Ответ-вопрос: «Вам знакомо имя Крупина?» – «Писателя?» – «Дмитрия Крупина, управляющего делами ЦК. Он написал Жданову в сентябре сорокового записку об Ахматовой с категорическим заключением: все ее сочинения изъять из обращения. Жданов не мог не согласиться: его и так обвиняли в поддержке ленинградцев. Хотите сказать, при чем здесь литература? Ни при чем. Против Жданова выступила московская группа: Маленков, Щербаков, Георгий Александров.
А поводом послужил однотомник. Ахматову семнадцать лет не издавали.
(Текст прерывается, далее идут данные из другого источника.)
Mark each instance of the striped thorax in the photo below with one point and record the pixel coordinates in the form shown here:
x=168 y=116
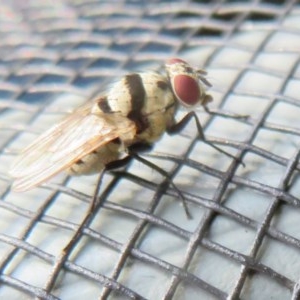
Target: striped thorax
x=137 y=109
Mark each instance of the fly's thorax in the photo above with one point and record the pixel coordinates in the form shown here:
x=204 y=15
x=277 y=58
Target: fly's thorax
x=144 y=98
x=158 y=109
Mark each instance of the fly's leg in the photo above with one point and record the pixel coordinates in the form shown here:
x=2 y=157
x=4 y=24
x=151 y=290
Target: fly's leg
x=185 y=120
x=62 y=258
x=133 y=153
x=110 y=166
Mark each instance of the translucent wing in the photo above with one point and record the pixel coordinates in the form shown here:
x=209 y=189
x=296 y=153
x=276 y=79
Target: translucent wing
x=65 y=143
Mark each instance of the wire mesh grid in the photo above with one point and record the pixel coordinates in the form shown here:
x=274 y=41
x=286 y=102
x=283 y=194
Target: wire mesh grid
x=243 y=240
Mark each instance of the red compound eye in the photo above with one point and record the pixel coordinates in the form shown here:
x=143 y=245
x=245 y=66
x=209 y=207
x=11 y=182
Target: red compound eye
x=186 y=89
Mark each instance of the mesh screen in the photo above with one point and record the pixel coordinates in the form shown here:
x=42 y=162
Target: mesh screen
x=243 y=241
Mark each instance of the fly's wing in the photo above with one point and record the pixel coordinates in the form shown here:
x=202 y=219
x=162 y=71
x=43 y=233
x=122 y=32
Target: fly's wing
x=65 y=143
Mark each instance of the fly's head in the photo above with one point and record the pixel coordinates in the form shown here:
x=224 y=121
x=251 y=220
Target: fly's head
x=188 y=84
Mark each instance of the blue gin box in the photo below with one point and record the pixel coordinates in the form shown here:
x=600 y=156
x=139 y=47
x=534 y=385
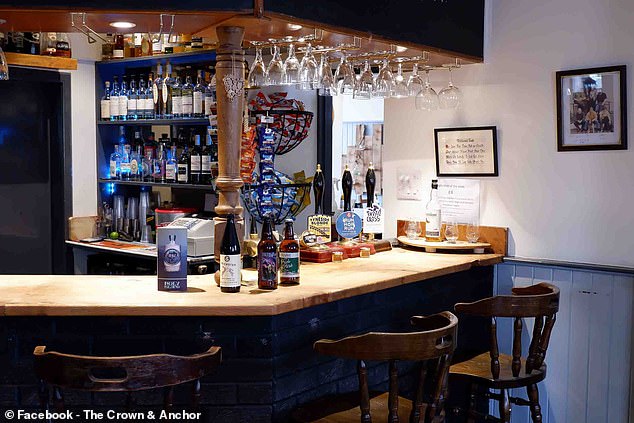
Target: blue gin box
x=171 y=261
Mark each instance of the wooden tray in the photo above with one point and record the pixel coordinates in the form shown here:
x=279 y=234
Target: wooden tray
x=431 y=247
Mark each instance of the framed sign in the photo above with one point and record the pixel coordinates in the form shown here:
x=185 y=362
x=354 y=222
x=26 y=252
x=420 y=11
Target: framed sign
x=592 y=109
x=466 y=151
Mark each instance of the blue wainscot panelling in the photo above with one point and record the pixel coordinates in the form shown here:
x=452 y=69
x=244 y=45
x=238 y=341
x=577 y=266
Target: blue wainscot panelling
x=589 y=357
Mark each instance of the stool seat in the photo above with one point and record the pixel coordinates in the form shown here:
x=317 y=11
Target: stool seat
x=345 y=409
x=479 y=368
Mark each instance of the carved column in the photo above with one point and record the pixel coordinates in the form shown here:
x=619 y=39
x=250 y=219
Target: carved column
x=229 y=61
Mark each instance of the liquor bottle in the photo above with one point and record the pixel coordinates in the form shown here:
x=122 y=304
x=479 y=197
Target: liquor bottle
x=177 y=102
x=267 y=257
x=183 y=166
x=157 y=92
x=230 y=258
x=432 y=215
x=205 y=162
x=199 y=95
x=123 y=100
x=171 y=166
x=105 y=103
x=133 y=96
x=195 y=162
x=167 y=92
x=289 y=256
x=187 y=97
x=114 y=99
x=115 y=163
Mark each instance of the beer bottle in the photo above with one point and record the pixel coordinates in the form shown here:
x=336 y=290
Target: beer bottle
x=289 y=256
x=267 y=258
x=230 y=260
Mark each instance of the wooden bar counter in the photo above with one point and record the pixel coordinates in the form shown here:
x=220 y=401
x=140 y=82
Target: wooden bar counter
x=268 y=364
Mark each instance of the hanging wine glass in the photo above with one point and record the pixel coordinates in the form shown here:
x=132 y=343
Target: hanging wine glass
x=400 y=89
x=450 y=97
x=257 y=73
x=275 y=73
x=384 y=83
x=365 y=84
x=291 y=67
x=309 y=70
x=344 y=77
x=427 y=99
x=326 y=79
x=415 y=82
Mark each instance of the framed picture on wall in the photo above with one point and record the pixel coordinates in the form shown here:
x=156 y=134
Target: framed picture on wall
x=466 y=151
x=592 y=109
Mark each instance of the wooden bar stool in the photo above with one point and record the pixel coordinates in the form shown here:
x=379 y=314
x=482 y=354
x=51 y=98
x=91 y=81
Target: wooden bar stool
x=121 y=374
x=502 y=372
x=433 y=346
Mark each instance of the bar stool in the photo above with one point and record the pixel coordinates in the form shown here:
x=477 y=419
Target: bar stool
x=502 y=372
x=433 y=346
x=121 y=374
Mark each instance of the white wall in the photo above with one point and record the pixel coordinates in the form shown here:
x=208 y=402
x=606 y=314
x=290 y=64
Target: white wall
x=574 y=206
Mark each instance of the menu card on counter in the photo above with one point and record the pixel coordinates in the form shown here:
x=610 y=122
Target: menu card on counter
x=459 y=199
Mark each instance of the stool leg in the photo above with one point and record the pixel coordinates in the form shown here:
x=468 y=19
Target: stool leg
x=533 y=397
x=505 y=406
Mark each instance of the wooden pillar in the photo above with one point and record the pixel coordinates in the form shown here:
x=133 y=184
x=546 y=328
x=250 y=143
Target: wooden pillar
x=229 y=71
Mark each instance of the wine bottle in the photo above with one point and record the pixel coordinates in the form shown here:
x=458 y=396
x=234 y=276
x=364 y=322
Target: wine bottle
x=230 y=259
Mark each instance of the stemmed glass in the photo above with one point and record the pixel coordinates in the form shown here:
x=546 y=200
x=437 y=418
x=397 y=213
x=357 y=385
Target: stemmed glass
x=384 y=83
x=400 y=86
x=365 y=84
x=415 y=82
x=344 y=76
x=450 y=97
x=427 y=99
x=309 y=70
x=326 y=79
x=275 y=72
x=257 y=73
x=291 y=67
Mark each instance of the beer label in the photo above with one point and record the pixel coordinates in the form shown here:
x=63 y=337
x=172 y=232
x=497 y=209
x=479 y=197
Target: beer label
x=267 y=269
x=230 y=266
x=289 y=264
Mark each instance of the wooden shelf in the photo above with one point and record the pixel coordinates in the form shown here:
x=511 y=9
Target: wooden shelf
x=35 y=61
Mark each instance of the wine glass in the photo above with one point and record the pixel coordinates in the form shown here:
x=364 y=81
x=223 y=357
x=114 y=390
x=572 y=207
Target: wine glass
x=384 y=83
x=415 y=83
x=326 y=79
x=344 y=77
x=309 y=70
x=257 y=73
x=450 y=97
x=413 y=229
x=451 y=231
x=275 y=72
x=365 y=84
x=400 y=89
x=427 y=99
x=291 y=67
x=473 y=231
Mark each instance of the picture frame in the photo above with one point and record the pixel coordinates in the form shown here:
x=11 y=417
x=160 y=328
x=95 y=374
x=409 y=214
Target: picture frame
x=468 y=151
x=592 y=109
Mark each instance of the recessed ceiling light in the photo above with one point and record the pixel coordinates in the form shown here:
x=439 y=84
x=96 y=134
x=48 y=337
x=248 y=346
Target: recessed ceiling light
x=122 y=24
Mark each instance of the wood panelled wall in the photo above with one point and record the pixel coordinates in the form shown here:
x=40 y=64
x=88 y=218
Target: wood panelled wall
x=589 y=360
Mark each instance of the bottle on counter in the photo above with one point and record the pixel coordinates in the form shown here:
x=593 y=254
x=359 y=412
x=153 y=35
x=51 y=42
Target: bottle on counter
x=267 y=257
x=432 y=215
x=289 y=256
x=230 y=258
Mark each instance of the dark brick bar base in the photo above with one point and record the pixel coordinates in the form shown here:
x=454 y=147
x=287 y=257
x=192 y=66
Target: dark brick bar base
x=268 y=364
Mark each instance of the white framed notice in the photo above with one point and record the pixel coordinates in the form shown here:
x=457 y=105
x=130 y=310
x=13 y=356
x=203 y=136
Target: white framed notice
x=466 y=151
x=459 y=200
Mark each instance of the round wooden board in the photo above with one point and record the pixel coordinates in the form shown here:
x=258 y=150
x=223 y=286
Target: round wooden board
x=431 y=247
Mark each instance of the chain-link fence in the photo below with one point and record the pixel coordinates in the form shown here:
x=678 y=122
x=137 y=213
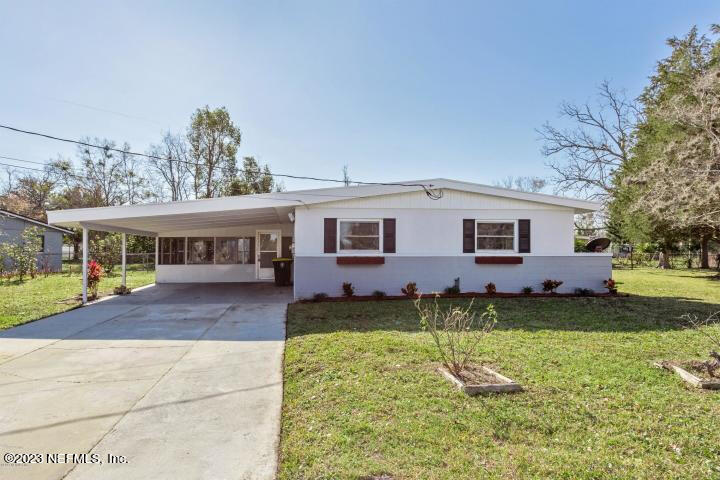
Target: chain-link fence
x=627 y=259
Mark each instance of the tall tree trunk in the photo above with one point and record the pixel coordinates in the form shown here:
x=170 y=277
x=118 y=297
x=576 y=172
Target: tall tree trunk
x=664 y=261
x=704 y=251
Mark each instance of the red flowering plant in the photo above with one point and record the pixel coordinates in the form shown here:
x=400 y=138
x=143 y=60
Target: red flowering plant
x=610 y=285
x=94 y=275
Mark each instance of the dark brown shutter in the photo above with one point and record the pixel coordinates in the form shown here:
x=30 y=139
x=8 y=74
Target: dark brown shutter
x=468 y=235
x=252 y=250
x=388 y=235
x=524 y=236
x=287 y=241
x=331 y=235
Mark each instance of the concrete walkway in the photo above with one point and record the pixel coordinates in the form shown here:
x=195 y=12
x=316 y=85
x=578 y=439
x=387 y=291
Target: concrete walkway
x=174 y=381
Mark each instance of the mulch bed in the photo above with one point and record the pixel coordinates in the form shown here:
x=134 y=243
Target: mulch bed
x=371 y=298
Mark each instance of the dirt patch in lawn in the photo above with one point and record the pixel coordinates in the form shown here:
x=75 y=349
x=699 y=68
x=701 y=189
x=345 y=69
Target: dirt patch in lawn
x=474 y=375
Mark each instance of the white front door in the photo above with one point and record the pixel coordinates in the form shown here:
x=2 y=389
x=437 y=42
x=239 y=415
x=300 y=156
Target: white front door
x=268 y=247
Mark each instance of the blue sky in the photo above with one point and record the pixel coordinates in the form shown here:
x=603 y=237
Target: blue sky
x=397 y=90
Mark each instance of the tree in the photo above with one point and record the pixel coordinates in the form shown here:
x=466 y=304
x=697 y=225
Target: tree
x=172 y=166
x=214 y=141
x=253 y=179
x=524 y=184
x=672 y=183
x=133 y=183
x=30 y=194
x=600 y=142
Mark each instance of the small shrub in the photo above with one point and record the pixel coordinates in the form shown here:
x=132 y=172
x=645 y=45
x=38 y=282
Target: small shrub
x=457 y=332
x=410 y=290
x=610 y=285
x=319 y=296
x=453 y=290
x=94 y=276
x=121 y=290
x=551 y=286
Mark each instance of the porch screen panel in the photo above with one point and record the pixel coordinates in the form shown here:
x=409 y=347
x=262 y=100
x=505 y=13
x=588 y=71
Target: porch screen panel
x=201 y=250
x=226 y=250
x=172 y=251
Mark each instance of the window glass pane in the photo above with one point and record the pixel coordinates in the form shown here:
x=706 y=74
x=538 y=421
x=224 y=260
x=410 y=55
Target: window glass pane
x=495 y=243
x=268 y=242
x=201 y=250
x=496 y=229
x=360 y=243
x=359 y=228
x=243 y=250
x=226 y=250
x=172 y=251
x=359 y=235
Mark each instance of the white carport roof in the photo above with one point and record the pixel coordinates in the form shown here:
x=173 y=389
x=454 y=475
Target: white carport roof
x=153 y=218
В сороковом на президиуме правления Союза писателей о ней подняли вопрос Юрий Тынянов, Виссарион Махлин (вы его знаете как Саянова), Михаил Слонимский. Со своей стороны Алексей Толстой в Комитете по Сталинским премиям поддержал, он литературной частью там ведал.
В общем, однотомник вышел. Его даже на Сталинскую премию стали прочить, но с подачи Крупина секретариат принял в октябре сорокового специальное постановление. Все, кто был причастен к изданию, поплатились. В аппарате Жданова уже подготовили постановление, но война помешала. А почему Крупин? Все просто: он всеми кадрами ведал и, кроме того, был членом ЦК…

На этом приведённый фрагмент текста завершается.